Jauh sebelum kami tidak punya uang (sepertinya memang sering tidak punya uang), kami merencanakan liburan (perjalanan keluar kota juga kami sebut liburan, sesederhana itu). Ketika uang masih banyak karena masih tanggal muda, ada saja jadwal yang tidak selaras, sehingga kami terus menerus menunda kunjungan ke rumah teman. Sampai pada satu titik dimana gejolak ra bondo saya bergejolak, "wes kesok budal tang!", tentu Tatang agak kaget karena kami sama-sama lagi kere, sama-sama tidak bisa hutang satu sama lain. 

"lah kamu yakin tus?" tanya Tatang. "iyalah, kalau nggak sekarang, kapan lagi tang. Mumpung kita sama-sama free" saya terus ngeyel. Bahasa Indonesia memang bahasa pemersatu bangsa, Tatang adalah satu-satunya teman yang memaksa saya untuk menggunakan bahasa Indonesia ketika berbicara, karena dia sama sekali tidak paham bahasa jawa kecuali kata Jancok.
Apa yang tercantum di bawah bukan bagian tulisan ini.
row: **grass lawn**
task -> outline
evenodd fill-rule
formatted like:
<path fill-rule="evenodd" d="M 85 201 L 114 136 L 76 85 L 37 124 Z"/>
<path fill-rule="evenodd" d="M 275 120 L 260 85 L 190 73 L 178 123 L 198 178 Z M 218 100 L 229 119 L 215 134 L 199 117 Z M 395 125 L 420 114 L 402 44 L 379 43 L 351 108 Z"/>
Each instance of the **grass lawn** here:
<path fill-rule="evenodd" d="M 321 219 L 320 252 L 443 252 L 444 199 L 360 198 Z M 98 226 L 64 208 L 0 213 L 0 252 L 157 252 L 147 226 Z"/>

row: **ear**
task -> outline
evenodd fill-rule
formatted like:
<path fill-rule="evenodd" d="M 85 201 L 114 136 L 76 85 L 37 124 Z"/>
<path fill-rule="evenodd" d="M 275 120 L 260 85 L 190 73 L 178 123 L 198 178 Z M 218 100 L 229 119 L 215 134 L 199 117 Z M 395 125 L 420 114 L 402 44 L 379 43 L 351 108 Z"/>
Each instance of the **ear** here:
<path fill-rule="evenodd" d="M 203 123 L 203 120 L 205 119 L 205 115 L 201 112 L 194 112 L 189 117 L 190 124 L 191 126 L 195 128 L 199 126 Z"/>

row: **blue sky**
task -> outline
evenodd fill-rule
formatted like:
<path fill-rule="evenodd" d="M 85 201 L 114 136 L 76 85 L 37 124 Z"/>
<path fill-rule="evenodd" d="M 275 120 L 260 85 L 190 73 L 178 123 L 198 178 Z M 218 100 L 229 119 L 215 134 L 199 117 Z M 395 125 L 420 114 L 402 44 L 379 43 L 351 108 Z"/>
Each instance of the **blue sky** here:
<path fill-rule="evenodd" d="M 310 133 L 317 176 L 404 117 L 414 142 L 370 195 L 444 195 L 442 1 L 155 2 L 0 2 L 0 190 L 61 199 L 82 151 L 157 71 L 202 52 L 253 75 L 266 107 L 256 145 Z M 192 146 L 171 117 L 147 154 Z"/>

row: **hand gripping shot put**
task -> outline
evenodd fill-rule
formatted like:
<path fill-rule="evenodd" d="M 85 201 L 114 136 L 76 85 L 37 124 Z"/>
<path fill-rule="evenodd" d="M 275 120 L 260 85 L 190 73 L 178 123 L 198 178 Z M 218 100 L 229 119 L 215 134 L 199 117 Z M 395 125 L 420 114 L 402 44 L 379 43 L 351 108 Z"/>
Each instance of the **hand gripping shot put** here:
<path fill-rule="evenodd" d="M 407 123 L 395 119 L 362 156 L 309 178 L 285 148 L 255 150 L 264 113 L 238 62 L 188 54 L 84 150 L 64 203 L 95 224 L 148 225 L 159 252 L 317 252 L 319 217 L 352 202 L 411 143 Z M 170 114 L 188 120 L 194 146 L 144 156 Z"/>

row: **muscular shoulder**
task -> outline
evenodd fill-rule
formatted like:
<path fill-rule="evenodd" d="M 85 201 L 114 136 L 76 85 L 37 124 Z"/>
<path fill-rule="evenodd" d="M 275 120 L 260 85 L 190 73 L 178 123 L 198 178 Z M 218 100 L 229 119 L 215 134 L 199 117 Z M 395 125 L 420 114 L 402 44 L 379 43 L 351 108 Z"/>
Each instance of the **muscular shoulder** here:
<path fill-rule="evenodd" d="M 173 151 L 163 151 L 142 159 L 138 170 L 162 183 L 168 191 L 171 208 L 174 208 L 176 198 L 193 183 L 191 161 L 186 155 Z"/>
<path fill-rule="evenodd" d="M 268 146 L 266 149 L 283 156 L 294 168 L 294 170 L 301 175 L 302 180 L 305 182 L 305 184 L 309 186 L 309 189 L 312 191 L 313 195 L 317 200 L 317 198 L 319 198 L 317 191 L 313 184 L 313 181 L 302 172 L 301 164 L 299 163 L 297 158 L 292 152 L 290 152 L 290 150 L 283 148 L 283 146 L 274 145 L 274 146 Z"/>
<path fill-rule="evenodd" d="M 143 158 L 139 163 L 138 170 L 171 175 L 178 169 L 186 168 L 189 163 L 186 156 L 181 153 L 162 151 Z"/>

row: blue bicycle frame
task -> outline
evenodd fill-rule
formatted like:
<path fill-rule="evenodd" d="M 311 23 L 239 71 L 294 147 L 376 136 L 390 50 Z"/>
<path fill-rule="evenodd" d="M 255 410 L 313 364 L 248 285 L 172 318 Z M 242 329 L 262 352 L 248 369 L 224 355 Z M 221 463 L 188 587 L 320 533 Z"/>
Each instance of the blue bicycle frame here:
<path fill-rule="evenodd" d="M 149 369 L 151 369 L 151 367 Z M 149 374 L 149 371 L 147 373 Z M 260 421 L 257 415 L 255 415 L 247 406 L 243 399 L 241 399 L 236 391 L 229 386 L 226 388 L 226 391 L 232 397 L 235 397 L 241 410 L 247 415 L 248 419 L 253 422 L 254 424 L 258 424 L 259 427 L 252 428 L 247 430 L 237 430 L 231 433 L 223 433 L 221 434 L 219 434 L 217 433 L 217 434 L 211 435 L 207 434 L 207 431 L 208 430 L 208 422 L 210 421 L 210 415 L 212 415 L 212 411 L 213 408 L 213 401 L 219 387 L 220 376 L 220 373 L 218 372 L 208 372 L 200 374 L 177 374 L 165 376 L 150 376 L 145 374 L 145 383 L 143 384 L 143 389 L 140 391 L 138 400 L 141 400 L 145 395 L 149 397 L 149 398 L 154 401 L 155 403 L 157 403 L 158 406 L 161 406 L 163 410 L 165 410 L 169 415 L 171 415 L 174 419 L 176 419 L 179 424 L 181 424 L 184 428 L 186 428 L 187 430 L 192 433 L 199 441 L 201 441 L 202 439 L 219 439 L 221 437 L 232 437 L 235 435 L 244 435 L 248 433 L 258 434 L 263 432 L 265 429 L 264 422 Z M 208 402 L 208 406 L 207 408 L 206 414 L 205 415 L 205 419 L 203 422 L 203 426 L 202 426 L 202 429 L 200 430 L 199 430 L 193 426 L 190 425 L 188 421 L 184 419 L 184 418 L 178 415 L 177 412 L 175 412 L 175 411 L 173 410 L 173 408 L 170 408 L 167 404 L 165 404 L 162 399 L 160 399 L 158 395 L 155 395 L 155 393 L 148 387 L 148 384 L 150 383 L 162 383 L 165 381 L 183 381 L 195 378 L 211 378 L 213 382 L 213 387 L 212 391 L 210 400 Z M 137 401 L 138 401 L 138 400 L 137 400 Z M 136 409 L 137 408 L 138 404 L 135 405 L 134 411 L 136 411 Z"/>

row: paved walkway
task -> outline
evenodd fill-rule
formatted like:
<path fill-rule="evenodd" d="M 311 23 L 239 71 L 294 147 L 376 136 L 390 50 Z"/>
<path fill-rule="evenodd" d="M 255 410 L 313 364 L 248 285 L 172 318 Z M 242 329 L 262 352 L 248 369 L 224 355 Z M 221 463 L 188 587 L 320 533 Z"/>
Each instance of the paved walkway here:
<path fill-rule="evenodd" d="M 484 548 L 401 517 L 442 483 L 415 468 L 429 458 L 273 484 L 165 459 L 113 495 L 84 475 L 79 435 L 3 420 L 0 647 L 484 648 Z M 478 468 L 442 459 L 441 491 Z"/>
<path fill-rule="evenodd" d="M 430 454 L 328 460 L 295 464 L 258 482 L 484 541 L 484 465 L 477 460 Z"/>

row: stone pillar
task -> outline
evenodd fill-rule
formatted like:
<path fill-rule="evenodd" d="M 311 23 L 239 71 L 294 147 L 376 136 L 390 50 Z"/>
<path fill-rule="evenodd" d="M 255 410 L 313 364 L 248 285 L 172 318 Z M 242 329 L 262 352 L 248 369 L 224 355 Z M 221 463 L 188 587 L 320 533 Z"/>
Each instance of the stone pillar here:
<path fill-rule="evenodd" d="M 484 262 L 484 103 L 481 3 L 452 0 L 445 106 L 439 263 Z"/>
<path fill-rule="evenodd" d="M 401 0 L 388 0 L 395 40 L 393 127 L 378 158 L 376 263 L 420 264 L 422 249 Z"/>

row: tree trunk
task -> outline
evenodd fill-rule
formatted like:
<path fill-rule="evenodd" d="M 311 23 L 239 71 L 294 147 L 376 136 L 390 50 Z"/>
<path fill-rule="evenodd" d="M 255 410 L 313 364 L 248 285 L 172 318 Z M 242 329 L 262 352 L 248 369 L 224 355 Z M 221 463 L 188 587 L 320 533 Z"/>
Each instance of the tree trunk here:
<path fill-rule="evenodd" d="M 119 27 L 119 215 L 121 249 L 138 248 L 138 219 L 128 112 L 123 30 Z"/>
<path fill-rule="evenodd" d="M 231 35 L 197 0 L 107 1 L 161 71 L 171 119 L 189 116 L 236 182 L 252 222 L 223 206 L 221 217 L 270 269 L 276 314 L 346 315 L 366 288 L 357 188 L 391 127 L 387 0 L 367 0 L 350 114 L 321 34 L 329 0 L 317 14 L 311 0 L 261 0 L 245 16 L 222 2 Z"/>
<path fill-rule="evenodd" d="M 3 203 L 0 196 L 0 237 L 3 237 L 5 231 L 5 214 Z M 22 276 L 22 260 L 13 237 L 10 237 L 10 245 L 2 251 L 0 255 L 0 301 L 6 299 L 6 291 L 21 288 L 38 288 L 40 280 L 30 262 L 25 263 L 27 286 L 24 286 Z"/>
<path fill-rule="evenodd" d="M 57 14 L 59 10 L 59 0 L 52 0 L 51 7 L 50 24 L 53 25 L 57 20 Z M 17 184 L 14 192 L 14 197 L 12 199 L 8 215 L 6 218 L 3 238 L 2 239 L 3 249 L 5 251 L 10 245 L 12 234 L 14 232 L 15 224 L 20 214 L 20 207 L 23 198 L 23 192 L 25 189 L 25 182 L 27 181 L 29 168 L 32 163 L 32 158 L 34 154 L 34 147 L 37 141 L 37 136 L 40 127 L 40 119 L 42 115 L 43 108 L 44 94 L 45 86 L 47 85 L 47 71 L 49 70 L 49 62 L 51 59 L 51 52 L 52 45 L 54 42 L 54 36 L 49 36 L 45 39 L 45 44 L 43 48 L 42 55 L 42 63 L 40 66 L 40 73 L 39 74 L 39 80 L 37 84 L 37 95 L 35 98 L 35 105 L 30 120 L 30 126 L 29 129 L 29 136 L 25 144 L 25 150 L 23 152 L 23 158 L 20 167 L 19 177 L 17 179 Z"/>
"sekarang kamu punya uang berapa?", Tatang mengeluarkan dompetnya dan membukanya pelan. "wes kui cukup, gas besok Tang", saya memutuskan sepihak.

"oke siap", wajahnya menjadi sumringah.

Seketika saya paham dan kembali saya menimpali "ini beneran bayar sendiri-sendiri lho ya, aku gak punya uang buat nanggung tiketmu". 

Tatang diam sejenak lalu menjawab "tapi kalo uangku habis, nanti aku minta makan ke kamu ya tus, hehe". 

"dapuranmu, yowes gampang". jawab saya enteng, padahal waktu itu saya juga lagi bokek, tapi lha wong Gusti Allah mboten sare, niat saya kan baik, silaturahmi ke rumah temen hehe

Dan pada akhirnya kami berangkat menuju Banyuwangi, perjalanan berjalan dengan lancar dan normal, begitupun kami waktu sampai di kediaman teman kami, sungguh suasana yang kami rindukan di awal perkuliahan, bedanya kami sekarang berkunjung cuma berdua, tidak beramai-ramai. *emot nangis.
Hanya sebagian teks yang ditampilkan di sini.